While we have been swept off our feet by the incredible developments in medical care, from genetic engineering of embryos to robotic cardiac surgery, perhaps the most astonishing advance of all has gone relatively unnoticed. This medical miracle has been recognised since antiquity and practised by all healing traditions. However, until recently, it was not considered to be an authentic medical intervention because it lacked a robust biological explanation and was considered to be no more than plain luck. Perhaps the real reason this marvel has gone unnoticed, particularly by allopathy, is because the active ingredient needs no prescription, is not shrouded by scientific jargon, is not patented by corporations, and does not enrich its practitioners.
Hope is that miracle. It resides in each of us, costs absolutely nothing, and all it needs to be pumped into action is a state of mind, which can be invoked by simply believing in the possibility of recovery.
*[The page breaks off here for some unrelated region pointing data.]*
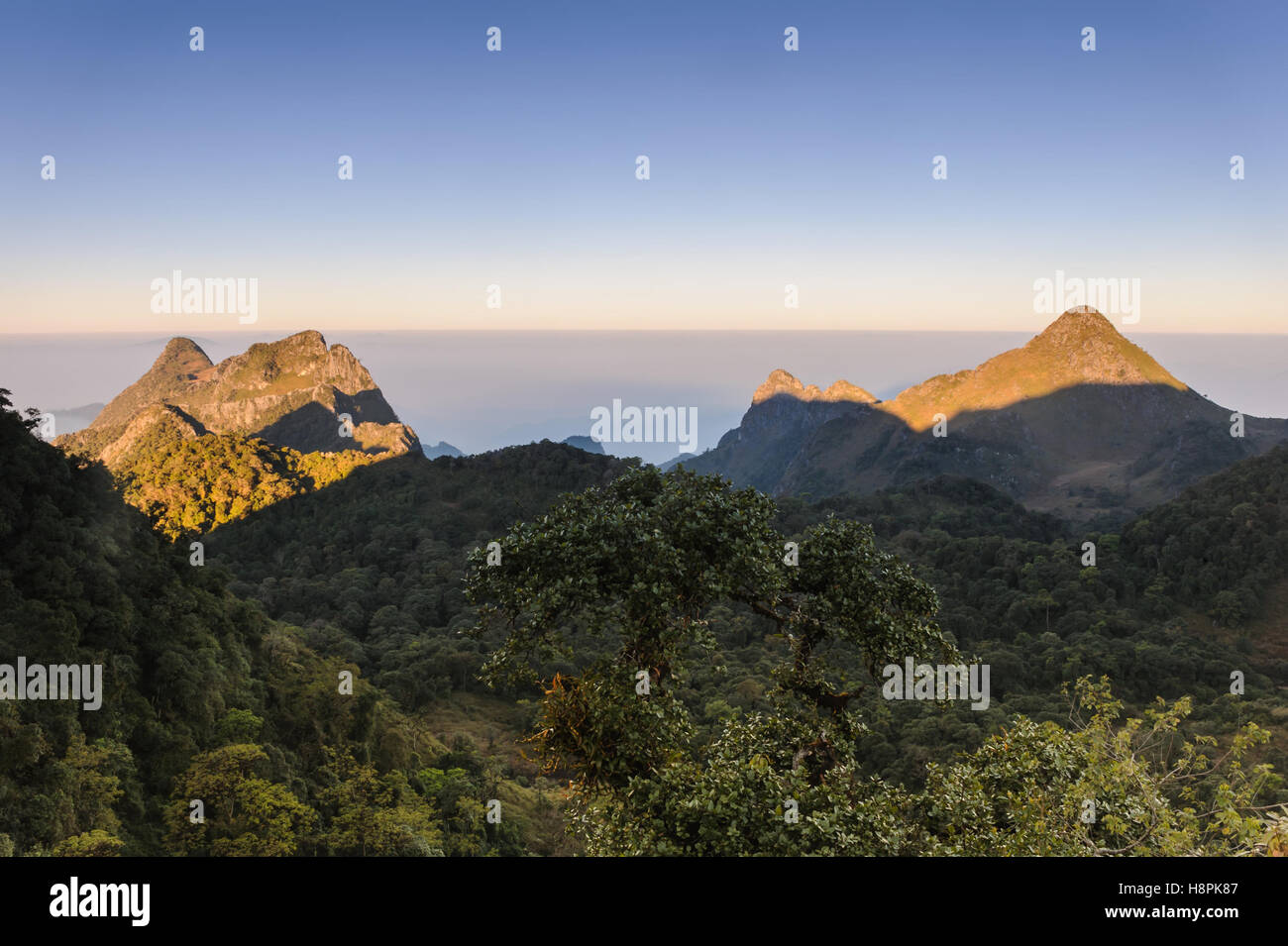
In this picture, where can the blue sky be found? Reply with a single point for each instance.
(518, 167)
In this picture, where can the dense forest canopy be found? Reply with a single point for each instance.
(222, 680)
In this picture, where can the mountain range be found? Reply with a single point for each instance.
(290, 392)
(1080, 422)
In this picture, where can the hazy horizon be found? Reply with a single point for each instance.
(476, 389)
(769, 167)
Yet, physicians like myself who were groomed in a rigorous scientific temper, have been taught that this pervasive human quality is the biggest threat to the discovery of medical interventions.
The allopathic tradition of medicine has historically distinguished itself from all other forms of healing by rejecting hope as a scientifically-sound basis for recovery, for there was no discernible way it could restore biological systems disrupted by disease. This is precisely the reason that allopathy dismissed other traditions of medicine, from homeopathy to spiritual healing. According to our dogma, you were fooled by ritual into be feeling better but, in actual fact, you were just lucky.
This is why all new allopathic medications must be compared with a dummy pill, the placebo, to test whether there is a “real” benefit, one which outwitted the magical effects of hope. This is especially true for medications targeting complaints which are subjective, such as aches and pains, allergies and all mental health conditions. In all these conditions, clinical trials have repeatedly shown that the effects of hope on relieving distress were large, often larger than the specific benefits of any medication. But in the past year, we have now been confronted by the finding that such placebo effects are even observed in the case of surgical procedures, previously thought to be immune to the confounding effects of hope.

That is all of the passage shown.